Ghee is thought to have antibacterial and antiseptic properties that may help treat and heal skin conditions, burns, and wounds. It can be used topically as massage or bath oil or as a moisturizer for dry hair, skin, and lips.

Ayurveda also celebrates ghee for its positive effects on brain health, digestion, and immune function.

Ghee is a type of clarified butter used for centuries in Ayurvedic cooking and medicine. Unlike traditional butter, ghee is virtually free from lactose, a natural sugar typically found in dairy. It’s also extremely low in casein, a dairy protein that some people are allergic to.

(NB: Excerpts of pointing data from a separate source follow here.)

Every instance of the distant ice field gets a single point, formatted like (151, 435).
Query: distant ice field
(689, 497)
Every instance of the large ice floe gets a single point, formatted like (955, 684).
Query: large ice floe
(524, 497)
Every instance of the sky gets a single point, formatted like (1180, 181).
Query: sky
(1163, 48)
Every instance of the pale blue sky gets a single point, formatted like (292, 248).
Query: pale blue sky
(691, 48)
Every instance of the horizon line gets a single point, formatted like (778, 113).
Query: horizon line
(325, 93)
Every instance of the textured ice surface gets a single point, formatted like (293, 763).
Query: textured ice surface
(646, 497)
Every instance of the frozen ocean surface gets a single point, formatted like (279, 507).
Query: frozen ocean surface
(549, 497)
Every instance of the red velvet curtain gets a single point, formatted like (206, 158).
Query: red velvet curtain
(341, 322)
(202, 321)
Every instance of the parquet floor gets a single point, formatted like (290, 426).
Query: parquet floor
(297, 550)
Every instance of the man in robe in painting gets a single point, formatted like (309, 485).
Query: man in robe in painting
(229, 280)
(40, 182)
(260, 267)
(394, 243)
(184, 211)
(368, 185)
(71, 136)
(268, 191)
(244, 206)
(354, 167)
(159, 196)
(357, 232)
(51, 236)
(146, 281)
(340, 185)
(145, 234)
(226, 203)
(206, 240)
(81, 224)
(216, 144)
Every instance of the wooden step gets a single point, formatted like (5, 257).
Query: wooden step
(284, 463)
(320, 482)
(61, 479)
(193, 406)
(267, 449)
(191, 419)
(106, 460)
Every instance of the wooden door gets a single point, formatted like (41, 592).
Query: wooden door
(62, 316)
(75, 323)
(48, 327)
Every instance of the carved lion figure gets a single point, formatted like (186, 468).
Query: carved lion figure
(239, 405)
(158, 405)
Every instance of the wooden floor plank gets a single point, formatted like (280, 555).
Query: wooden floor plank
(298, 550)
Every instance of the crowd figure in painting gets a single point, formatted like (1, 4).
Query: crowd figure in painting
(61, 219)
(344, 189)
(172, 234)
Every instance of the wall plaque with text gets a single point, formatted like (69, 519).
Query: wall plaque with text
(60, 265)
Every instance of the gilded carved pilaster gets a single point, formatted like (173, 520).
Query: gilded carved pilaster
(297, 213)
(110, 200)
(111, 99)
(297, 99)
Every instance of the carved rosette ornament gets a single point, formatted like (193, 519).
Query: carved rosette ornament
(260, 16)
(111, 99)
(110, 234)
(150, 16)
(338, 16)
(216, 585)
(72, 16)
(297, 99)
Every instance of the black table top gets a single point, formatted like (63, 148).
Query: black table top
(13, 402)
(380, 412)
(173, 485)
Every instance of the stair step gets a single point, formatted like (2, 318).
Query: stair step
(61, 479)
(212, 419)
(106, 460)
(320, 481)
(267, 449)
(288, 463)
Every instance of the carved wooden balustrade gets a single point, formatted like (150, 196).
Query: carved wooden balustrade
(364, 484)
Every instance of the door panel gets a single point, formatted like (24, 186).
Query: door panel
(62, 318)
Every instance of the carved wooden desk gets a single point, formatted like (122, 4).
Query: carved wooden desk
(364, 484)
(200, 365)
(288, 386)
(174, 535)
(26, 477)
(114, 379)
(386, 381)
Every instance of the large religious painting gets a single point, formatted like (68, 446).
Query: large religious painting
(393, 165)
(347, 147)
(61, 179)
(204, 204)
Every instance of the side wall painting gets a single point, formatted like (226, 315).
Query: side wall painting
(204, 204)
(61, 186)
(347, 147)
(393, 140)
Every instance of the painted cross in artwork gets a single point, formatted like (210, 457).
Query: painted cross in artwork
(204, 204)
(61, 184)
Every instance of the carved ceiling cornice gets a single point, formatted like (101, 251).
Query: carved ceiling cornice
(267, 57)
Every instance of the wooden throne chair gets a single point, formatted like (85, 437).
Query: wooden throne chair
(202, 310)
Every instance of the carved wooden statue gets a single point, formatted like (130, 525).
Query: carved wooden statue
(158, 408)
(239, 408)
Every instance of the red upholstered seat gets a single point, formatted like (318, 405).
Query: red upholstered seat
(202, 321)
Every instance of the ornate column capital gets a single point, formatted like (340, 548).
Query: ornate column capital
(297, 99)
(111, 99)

Ghee’s rich flavor and high smoke point make it versatile in the kitchen. While ghee contains beneficial fats, it consists primarily of saturated fat. Eating a diet rich in saturated fat may increase your risk of weight gain, heart disease, and non-alcoholic fatty liver disease over time.

If you’ve been diagnosed with high cholesterol, emphasize unsaturated fat sources like nuts, seeds, extra virgin olive oil (EVOO), and avocado, and save ghee for special occasions.